Speaking of which, the traces for this scenario were also unreadable by perfview - which is perhaps why I also had assumed what I did. It seems like fixing this in perfview would be good as well?
Actually it turns out your example with EventPipeEventSource does have the behavior your describe.
However, I am using TraceLog.CreateFromEventPipeDataFile() which throws the exception right away before processing events. I currently need to use this method to get access to stacks.
string traceLogPath = TraceLog.CreateFromEventPipeDataFile(TracePath);
using (TraceLog traceLog = new TraceLog(traceLogPath))
{
TraceLogEventSource source = traceLog.Events.GetSource();
Full example from @brianrob - https://github.com/brianrob/tests/blob/master/managed/eventpipe-stacks/Program.cs This would throw that exception right away before processing events.
Got it, makes sense. @brianrob, do you think we should change the TraceLog behavior to make it more resilient to incomplete state? I know PerfView has the /continueOnError flag but I haven't looked into how that was plumbed through yet.
When creating the TraceLog, you can specify TraceLogOptions.ContinueOnError
which is what gets set if you specify /continueOnError
. This effectively tells TraceLog
to assume that the trace ended here and continue. In the case that parsing fails, I would recommend using this option to complete the ETLX so that you can analyze it. The default option is to fail so that you know something went wrong, but you then have the option to continue if you want.
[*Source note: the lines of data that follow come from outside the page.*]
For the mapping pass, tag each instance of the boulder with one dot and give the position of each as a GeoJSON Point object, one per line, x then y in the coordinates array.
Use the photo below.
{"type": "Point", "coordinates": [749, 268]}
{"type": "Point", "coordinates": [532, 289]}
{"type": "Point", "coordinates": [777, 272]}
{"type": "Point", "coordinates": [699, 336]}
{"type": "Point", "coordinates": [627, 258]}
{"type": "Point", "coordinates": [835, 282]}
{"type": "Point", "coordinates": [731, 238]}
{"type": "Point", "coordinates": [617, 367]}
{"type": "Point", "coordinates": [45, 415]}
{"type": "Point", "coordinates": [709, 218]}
I do think it would be good to harden the collection scenarios too if there is room here. For the most part, I would not expect an app that crashes due to an exception to fail to shutdown tracing (unless it hangs on shutdown and the thread is terminated). I suspect there will always be cases where things fall down, and so we'll always want the option to continue when an error is encountered.